On November 3, Americans have the opportunity to vote Trump out of office and she’s urging them to exercise that right. Watch part of her speech below.

But while Obama is urging people to vote, Trump is making it harder than ever by intentionally sabotaging mail-in voting. He has issued an order to remove postal sorting machines and is opposing sorely needed funding. That funding is needed in order to meet deadlines for delivering voting ballots, particularly given the excess demand for the service in light of the ongoing pandemic.

The president believes that mail-in voting is a threat to democracy and will benefit the Democrats. He says it “will lead to the most corrupt election in our nation’s history” and, despite a lack of evidence, claims that mail-in voting is rife with fraud. He told the Fox News Network “they want $3.5 billion for something that will turn out to be fraudulent, that’s election money basically.”

However, despite Trump’s seemingly strategic undermining of the USPS and its capacity to deliver votes quickly and safely this election, there are still ways you can vote by mail. But by acting early and staying informed about the rules in your state you can avoid delays.

Below we’ve included some helpful links to make sure your vote gets counted correctly.

State Specific Options

Each state has different rules, so it’s best to visit your respective election office website for state-wide voting guidance. Alternatively, you can locate your state via the election office database, here. 

A new guide from @NBCNews also helps you understand the deadlines to vote and eligibility to vote by mail based on the rules of your state. Check out their infographic below.

Vote Early

Some states are making it easier for citizens to vote absentee by mail this year due to the coronavirus. This early voting chart lists time frames for states that offer early voting.

Local Drop Off Points

In some states, you may cast an absentee ballot in person before Election Day. To do this, you must request an absentee ballot from your state. Your state may require you to submit a valid excuse too.

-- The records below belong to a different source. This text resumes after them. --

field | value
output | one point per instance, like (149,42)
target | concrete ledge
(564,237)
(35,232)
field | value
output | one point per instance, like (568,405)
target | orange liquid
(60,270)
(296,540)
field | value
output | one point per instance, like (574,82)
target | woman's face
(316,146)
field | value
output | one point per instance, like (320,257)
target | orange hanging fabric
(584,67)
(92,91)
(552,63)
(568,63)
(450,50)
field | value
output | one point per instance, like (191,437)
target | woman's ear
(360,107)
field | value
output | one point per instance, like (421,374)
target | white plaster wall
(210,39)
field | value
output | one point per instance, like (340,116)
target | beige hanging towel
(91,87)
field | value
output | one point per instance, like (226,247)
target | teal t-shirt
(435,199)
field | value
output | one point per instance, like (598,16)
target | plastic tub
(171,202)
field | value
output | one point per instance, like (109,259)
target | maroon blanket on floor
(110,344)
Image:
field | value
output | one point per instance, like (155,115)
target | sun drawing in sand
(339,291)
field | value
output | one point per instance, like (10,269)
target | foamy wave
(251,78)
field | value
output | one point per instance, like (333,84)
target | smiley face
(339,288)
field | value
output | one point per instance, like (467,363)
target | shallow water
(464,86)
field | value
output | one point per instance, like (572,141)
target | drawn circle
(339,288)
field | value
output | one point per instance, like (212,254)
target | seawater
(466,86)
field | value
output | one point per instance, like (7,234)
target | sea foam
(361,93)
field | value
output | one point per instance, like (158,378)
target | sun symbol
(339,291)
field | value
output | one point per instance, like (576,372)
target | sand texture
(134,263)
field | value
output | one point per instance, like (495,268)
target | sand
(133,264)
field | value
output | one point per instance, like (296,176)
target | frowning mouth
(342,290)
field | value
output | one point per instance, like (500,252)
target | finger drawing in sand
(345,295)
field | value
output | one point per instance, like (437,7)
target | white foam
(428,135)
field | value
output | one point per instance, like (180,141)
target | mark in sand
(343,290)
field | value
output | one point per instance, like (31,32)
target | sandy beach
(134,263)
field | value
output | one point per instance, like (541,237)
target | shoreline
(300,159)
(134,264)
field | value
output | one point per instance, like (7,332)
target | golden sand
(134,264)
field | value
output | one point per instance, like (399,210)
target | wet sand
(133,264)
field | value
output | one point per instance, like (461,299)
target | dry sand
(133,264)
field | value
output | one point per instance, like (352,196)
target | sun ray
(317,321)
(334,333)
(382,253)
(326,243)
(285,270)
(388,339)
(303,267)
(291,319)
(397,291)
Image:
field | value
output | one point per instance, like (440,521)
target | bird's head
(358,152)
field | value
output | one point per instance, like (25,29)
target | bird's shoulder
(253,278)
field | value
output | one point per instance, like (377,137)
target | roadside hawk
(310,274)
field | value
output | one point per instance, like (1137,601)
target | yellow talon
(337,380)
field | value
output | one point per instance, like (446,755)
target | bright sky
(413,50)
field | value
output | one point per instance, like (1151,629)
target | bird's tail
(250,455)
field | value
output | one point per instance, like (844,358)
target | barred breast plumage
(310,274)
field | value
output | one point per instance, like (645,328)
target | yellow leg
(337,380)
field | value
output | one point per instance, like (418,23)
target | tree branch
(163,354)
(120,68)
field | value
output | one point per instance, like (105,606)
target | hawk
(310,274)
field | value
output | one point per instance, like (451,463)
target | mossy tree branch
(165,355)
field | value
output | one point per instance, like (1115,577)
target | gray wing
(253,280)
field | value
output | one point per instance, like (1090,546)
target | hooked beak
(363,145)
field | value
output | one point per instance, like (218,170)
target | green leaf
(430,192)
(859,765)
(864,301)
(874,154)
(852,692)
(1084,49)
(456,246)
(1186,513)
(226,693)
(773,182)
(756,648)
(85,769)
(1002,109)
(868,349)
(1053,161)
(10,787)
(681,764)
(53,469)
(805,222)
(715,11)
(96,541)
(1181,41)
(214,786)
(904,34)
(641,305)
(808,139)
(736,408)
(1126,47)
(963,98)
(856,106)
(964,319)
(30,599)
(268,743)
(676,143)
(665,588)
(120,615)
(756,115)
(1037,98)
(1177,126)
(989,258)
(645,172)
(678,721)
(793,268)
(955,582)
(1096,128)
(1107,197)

If you’re concerned that the USPS won’t be able to deliver a “mail-in” because of the current postal crisis, there is an alternative. Instead of mailing your absentee vote, google your local supervisor of elections to find out where you can drop it off locally. This way, you don’t have to rely on the USPS or wait in long lines on election day and increase your risk of infection.

Importantly, make sure you if you do send it via mail, you track it like a regular package.

Make an Informed Decision

If you do vote, make sure you’re voting based on accurate information. The upcoming election is between Republican President Donald Trump and Democrat Joe Biden, candidates with drastically different views of the world and vastly different approaches to tackling some of the biggest issues facing the country. Find out how they compare on key issues like the environment, policing, healthcare, and the economy in this Pew report.